Not quite, but reports out of Macau reveal that revenue in the huge gaming city has fallen for 24 straight months.
The latest figures from the Macau Gaming Inspection and Coordination Bureau show the casinos still generated a ridiculous $2.3 billion in May, but that was almost 10 per cent down on the same month last year.
Analysts had predicted the drop to be about six or seven per cent, but the 9.6 per cent fall has caused alarm.
From January to May, revenue on last year has dropped a staggering 11.9 per cent.
People in China simply have less to spend and the high rollers who might not be totally legit have begun avoiding Macau, thanks to the government’s crack down.
It has been going on since 2012, but the government has targeted officials and businessmen and women in the precinct, pushing many away from the island resort.
The casino revenue is the pillar of the Macau economy, but it has had a noted shift in its offerings, prompted of course by the government, to focus on better tourism marketing, rather than the old school punting calls.
A trio of new multi million dollar resorts are on the horizon this year, with features including a gondola ride, luxury shopping centre and even a scale version of the Eiffel Tower.
While they got the predicted drop wrong, analysts are saying that the long term viability of Macau is set in concrete, with the recovery set to take time.
To give you an idea of the scale, Bloomberg reports the $30 billion industry is the source of about 80 percent of the former Portuguese colony’s tax revenue.
Has the US adopted an Aussie gambling policy?
In Australia, we’ve been able to set voluntary limits on how much we spend in poker machines for some time.
Now, despite heavy opposition from the US gambling lobby, Massachusetts is set to become the first state in America to launch a system allowing slot players to limit their bets.
As in Australia, the Americans hope the system will reduce the number of casual players from descending into addictions.
Massachusetts Council on Compulsive Gambling boss Marlene Warner said it was “truly a prevention tool”.
“We want people to keep gambling in a way that’s healthy and safe for them, so that it doesn’t rise to that problematic level.”
The Americans are calling it the “Play My Way” system and are first rolling it out at a slots parlour in a harness racing track in a place called Plainville.
It’s expected to be rolled out early this month.
Depending on success, it could be extended to further casinos in the state and it is hoped that other states would catch on.
Casino operators had initially argued the system had not been effective in countries like Australia.
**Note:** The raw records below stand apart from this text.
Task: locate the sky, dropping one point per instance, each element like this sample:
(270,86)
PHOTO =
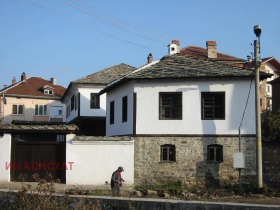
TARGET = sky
(70,39)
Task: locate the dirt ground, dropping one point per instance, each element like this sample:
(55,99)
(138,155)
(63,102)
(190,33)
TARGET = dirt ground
(218,195)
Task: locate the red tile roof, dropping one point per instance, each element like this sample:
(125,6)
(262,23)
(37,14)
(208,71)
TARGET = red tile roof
(33,87)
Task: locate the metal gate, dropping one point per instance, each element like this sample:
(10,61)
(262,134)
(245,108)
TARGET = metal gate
(38,153)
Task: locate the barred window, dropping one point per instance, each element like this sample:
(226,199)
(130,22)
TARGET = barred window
(168,153)
(215,153)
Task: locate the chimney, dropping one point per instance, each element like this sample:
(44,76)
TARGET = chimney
(211,49)
(150,58)
(53,81)
(174,47)
(23,77)
(14,81)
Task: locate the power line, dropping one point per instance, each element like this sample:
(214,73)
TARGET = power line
(88,26)
(116,22)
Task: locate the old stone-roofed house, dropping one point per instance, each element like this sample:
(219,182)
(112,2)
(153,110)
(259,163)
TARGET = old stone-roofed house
(269,65)
(184,113)
(32,99)
(84,105)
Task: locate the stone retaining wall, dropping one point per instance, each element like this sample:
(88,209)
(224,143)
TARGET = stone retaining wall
(191,165)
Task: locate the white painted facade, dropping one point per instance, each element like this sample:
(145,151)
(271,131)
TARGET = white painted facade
(95,161)
(84,103)
(5,157)
(147,108)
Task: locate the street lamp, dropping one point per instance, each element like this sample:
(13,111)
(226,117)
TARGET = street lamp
(257,31)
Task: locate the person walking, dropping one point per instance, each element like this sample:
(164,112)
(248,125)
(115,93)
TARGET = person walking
(116,181)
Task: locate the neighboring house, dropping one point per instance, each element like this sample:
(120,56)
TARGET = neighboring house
(269,65)
(184,113)
(84,106)
(32,99)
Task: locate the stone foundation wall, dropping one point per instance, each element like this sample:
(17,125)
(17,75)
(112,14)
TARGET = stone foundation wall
(191,165)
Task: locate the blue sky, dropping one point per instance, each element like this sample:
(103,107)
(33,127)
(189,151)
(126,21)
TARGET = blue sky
(69,39)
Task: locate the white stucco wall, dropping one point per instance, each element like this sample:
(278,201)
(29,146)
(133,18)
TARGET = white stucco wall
(147,116)
(95,161)
(5,157)
(119,127)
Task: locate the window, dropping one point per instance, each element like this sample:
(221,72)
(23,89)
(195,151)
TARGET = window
(72,102)
(124,109)
(215,153)
(112,112)
(17,109)
(170,106)
(168,153)
(48,92)
(213,105)
(40,110)
(94,101)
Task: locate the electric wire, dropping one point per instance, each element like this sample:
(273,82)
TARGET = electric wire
(91,11)
(88,26)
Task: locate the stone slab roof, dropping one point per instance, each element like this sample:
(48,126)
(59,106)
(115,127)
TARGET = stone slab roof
(28,126)
(102,138)
(183,66)
(107,75)
(179,66)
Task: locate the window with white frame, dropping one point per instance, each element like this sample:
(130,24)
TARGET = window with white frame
(170,106)
(94,101)
(213,105)
(17,109)
(215,153)
(40,110)
(167,153)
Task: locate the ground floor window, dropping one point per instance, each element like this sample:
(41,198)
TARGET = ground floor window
(215,153)
(168,153)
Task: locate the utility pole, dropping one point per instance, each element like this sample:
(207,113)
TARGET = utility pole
(257,31)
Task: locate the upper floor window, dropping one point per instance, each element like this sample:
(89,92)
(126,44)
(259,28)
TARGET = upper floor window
(48,90)
(17,109)
(94,101)
(213,105)
(170,106)
(40,110)
(124,109)
(72,102)
(215,153)
(167,152)
(112,112)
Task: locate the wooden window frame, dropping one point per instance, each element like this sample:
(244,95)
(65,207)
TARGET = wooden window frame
(167,153)
(37,110)
(19,108)
(94,101)
(213,105)
(170,106)
(124,109)
(112,112)
(215,153)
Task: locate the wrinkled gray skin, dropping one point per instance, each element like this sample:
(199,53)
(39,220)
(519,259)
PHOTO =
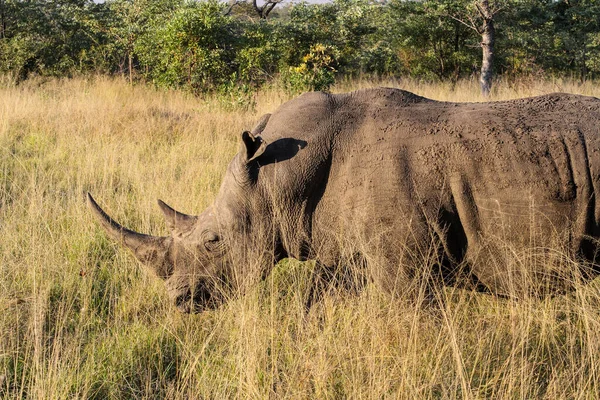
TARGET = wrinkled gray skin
(384,175)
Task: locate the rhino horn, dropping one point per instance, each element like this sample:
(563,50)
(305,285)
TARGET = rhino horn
(146,248)
(176,220)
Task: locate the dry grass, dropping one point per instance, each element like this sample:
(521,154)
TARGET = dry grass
(79,318)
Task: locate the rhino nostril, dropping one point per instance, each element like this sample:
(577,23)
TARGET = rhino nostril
(182,301)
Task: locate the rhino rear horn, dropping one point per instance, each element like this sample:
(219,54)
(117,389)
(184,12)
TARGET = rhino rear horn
(254,146)
(176,220)
(148,249)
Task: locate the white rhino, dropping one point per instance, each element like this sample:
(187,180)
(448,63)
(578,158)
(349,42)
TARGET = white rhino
(390,178)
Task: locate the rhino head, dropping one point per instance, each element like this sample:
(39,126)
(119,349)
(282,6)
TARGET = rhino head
(196,260)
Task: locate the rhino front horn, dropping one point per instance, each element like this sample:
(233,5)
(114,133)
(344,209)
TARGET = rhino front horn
(148,249)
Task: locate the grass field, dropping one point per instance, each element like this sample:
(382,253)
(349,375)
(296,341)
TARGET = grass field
(80,318)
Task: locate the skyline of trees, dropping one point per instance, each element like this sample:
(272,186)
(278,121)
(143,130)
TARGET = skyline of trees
(213,46)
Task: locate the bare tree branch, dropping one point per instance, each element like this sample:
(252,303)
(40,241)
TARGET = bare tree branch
(469,24)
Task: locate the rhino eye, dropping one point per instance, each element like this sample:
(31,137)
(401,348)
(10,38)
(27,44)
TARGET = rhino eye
(211,240)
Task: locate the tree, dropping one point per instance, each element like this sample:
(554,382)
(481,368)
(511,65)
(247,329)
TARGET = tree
(480,16)
(262,10)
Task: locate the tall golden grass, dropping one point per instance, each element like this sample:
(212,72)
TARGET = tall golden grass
(80,318)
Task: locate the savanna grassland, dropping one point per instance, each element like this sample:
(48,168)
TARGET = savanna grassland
(81,318)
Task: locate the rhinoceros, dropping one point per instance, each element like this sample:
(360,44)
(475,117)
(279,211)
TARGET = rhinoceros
(391,178)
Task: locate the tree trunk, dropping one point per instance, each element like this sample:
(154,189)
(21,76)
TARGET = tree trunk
(130,68)
(488,37)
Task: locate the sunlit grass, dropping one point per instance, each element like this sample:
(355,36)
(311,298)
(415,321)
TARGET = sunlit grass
(79,317)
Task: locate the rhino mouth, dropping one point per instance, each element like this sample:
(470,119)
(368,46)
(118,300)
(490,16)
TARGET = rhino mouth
(196,301)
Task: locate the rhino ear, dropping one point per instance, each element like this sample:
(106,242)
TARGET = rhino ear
(253,146)
(176,220)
Since December last year, all of Victoria’s poker machines have offered users a “precommitment” option, allowing them to use cards to set their limits on how much they are happy to spend.
But it has been criticised, because problem gamblers can simply remove the cards once they have hit their limits.
We call it “YourPlay”, but the $197 million program has seen just 8000 people sign up to it in its first six months.
The system is installed on every poker machine in the state and tracks usage across all venues, meaning people using the card can’t venue jump to outlay more cash.
Victorians lost $2.5 billion on poker machines last financial year.
Minister for Gaming and Liquor Regulation Jane Garrett said in the scheme’s first six months more than 2.5 million responsible gambling messages had been delivered during 818,000 pokies sessions.
She said more than 1730 users had set personalised messages to be displayed to them when they approach their playing limit.
“This is the first scheme of its kind and it’s great to see thousands of Victorians are signing up,” Ms Garrett said.
“This is not a magic bullet.
“The scheme is simply designed to help people track and limit how much they spend.
“It’s about giving people more control.”
American Gaming Association spokesman Christopher Moyer said: “Any responsible gaming tool should be targeted to assist the small minority of players that may confront irresponsible play without harming the entertainment experience for nearly all players who enjoy our entertainment experience responsibly.”
“We’re optimistic this tool will help to achieve this goal.”
Warner said “Play My Way” was voluntary.
“Gamblers would never be cut off from betting,” she said.
“By enrolling, they simply receive regular, on screen notifications as they approach or reach their limit.
“They also can change their betting ceiling or un enroll at any time.
“It’s just a tool to make that person aware of what’s happening and the decisions they’re making.”